Making Prosthetic Hands Easier To Use

5 years, 11 months ago

12954  0
Posted on May 28, 2018, 9 p.m.

New technology has been developed by researchers at North Carolina State University for decoding neuromuscular signals to control powered prosthetic wrists and hands.

 

Computer models are used that closely mimic behaviour of natural structures in the forearm, wrist, and hands; technology could be used to develop computer game interface devices for applications such as computer aided and gaming design.
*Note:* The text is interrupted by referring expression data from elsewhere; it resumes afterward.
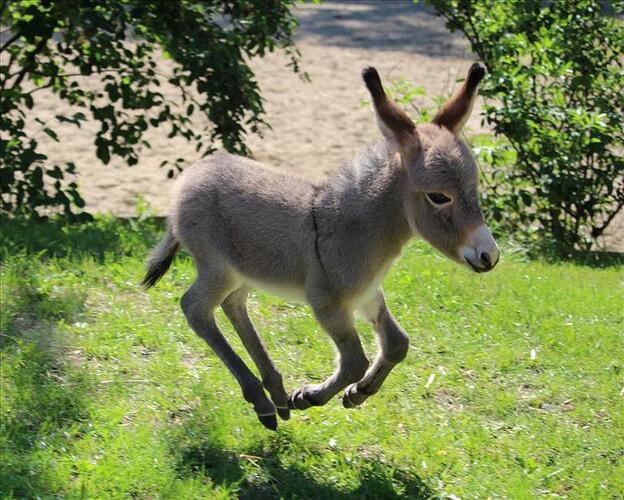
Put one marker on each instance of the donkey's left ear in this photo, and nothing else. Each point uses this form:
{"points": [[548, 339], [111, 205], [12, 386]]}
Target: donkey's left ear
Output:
{"points": [[394, 123], [456, 111]]}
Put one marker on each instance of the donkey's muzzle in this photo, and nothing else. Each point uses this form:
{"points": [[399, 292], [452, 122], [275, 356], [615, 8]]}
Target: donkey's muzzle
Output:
{"points": [[481, 253]]}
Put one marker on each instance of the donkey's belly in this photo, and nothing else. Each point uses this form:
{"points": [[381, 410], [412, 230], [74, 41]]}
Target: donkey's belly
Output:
{"points": [[284, 291]]}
The newly developed technology has been working well in early testing and is awaiting clinical trials.

Current prosthetics rely on machine learning to create pattern recognition for prosthesis control, which requires user to teach the device to recognize specific patterns of muscle activity to be translated into commands such as opening and closing a prosthetic hand. Pattern recognition control requires a lengthy process of training, which can be tedious and time consuming.

 

Researchers have developed a user generic musculoskeletal model that is more intuitive, reliable, and more practical. Electromyography sensors placed on forearms of 6 able bodied volunteers tracked exactly which neuromuscular signals were being sent when performing various wrist and hand actions. Data collected was used to create the generic model which translated the neuromuscular signals into commands which manipulated a powered prosthetic.

 

When a hand is lost, the brain network is still wired as if the hand were still there. If a person wants to pick something up, the brain will still send the required signals. Sensors are used to pick up those signals and convey the data to a computer where it is fed into a virtual musculoskeletal model taking the place of muscle, joints, and bones calculating movements which would have happened if the hand and wrist were still whole, to perform the event in a coordinated way in real time resembling natural fluid movement motions.

 

Incorporating knowledge of biological processes behind generation of movement the team was able to create a novel neural interface for prosthetic which is generic and reliable across different arm postures, potential applications are not limited to prosthetic devices.

 

The team currently is seeking volunteers with transradial amputations to help with further testing and development of activities from daily life. The technology is not yet ready for commercial availability, but the model is compatible with available prosthetic devices. Incorporation of machine learning into the generic musculoskeletal model is also being explored, to allow user to gain more nuanced control and better adaptability to specific users in the long term.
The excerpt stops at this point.